The field itself shows nothing: no raised bank, no ditch, no curve of earth to suggest that anything was ever built here. Yet the site spent the better part of a century being mapped, its outline shrinking and fading across successive Ordnance Survey editions until, by the time anyone went to look for it properly, it had vanished from the ground altogether.
Ringforts, which are circular or oval enclosures typically defined by earthen banks and ditches, were built throughout Ireland from the early medieval period and served variously as farmsteads, high-status residences, or defended homesteads. The one at Ballyportry was recorded on the first edition of the Ordnance Survey six-inch map in 1842 as an oval enclosure, with estimated diameters of around thirty metres northwest to southeast and twenty-six metres northeast to southwest. By the time the twenty-five-inch plan was surveyed in 1897, only the south-western arc of the perimeter was being shown; the same reduced outline appeared again on the 1920 Cassini edition of the six-inch map. Each revision was quietly erasing the site from the record, following what was presumably happening on the ground as agriculture, drainage, or simple time wore the earthworks down.
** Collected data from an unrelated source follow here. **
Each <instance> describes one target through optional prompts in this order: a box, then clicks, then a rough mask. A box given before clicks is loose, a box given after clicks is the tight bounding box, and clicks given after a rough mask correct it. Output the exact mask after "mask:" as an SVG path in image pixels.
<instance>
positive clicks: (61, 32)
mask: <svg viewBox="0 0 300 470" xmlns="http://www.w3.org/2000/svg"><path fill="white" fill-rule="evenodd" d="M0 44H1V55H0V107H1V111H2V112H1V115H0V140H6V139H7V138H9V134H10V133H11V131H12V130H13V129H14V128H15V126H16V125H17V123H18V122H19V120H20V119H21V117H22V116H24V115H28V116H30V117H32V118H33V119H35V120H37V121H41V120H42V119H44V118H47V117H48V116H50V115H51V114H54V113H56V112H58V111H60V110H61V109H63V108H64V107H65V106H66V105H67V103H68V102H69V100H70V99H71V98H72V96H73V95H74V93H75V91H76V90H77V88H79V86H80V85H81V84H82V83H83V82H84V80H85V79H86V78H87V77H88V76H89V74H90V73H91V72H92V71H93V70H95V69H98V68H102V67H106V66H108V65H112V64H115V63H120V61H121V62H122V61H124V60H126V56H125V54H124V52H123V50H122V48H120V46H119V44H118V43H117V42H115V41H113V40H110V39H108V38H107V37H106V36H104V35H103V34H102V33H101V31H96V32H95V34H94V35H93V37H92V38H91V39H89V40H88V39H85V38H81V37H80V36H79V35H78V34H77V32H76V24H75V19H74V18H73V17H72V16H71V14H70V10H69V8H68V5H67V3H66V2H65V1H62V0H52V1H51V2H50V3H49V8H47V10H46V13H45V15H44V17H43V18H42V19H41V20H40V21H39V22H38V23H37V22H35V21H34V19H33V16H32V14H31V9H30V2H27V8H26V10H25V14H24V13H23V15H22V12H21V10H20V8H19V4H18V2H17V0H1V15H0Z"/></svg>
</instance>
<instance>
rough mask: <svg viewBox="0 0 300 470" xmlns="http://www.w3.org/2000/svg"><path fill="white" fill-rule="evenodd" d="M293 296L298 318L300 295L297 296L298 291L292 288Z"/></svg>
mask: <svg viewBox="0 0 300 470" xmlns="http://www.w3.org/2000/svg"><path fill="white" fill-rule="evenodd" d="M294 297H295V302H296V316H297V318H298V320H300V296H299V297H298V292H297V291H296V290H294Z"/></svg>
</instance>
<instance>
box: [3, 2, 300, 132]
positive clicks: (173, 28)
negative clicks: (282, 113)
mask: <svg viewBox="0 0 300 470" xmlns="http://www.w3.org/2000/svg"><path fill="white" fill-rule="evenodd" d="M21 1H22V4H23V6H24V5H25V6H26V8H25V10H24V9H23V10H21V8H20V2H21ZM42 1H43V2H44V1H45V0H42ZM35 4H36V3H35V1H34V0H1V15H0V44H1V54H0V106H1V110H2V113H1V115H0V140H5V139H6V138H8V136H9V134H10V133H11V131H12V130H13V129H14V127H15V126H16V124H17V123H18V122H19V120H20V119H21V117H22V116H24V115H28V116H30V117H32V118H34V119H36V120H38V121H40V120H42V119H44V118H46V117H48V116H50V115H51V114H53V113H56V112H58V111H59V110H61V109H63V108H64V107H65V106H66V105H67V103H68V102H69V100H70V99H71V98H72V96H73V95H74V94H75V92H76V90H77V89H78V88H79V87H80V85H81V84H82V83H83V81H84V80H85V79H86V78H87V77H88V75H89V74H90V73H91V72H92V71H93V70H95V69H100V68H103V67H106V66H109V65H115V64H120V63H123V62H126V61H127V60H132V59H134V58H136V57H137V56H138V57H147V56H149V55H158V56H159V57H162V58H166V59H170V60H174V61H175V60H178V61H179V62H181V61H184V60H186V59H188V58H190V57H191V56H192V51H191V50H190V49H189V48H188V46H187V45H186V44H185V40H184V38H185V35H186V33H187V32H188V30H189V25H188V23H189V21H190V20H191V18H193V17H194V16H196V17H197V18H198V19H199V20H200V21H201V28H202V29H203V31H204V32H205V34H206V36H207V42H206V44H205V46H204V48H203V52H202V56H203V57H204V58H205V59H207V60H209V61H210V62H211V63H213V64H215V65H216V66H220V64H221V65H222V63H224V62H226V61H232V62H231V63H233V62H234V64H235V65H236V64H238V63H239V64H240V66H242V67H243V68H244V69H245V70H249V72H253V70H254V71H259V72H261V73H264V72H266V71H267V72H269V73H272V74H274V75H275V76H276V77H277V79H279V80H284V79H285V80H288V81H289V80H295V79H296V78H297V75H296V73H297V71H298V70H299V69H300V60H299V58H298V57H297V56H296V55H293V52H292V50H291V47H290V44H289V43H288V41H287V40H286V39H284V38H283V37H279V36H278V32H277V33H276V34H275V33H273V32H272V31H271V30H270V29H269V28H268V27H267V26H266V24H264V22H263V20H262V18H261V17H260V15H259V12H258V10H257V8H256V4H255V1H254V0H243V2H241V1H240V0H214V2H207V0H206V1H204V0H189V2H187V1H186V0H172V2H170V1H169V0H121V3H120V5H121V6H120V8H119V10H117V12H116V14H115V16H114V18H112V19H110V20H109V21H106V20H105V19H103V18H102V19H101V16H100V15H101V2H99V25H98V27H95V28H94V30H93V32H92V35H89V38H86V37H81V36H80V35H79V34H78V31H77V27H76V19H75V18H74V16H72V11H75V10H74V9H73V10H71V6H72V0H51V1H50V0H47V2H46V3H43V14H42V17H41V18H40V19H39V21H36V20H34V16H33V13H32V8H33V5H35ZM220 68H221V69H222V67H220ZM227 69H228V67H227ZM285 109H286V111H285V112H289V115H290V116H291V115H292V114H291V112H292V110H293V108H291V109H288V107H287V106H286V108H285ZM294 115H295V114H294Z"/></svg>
When the site was inspected in 1998, no visible surface traces remained at all. Roughly 110 metres to the northwest, a second levelled enclosure has met the same fate.
What stays with you about a place like this is less the absence of a monument than the presence of a process. The 1842 map caught something nearly gone; the later surveys watched it go. The field at Ballyportry now holds no clue to what the cartographers once thought worth recording.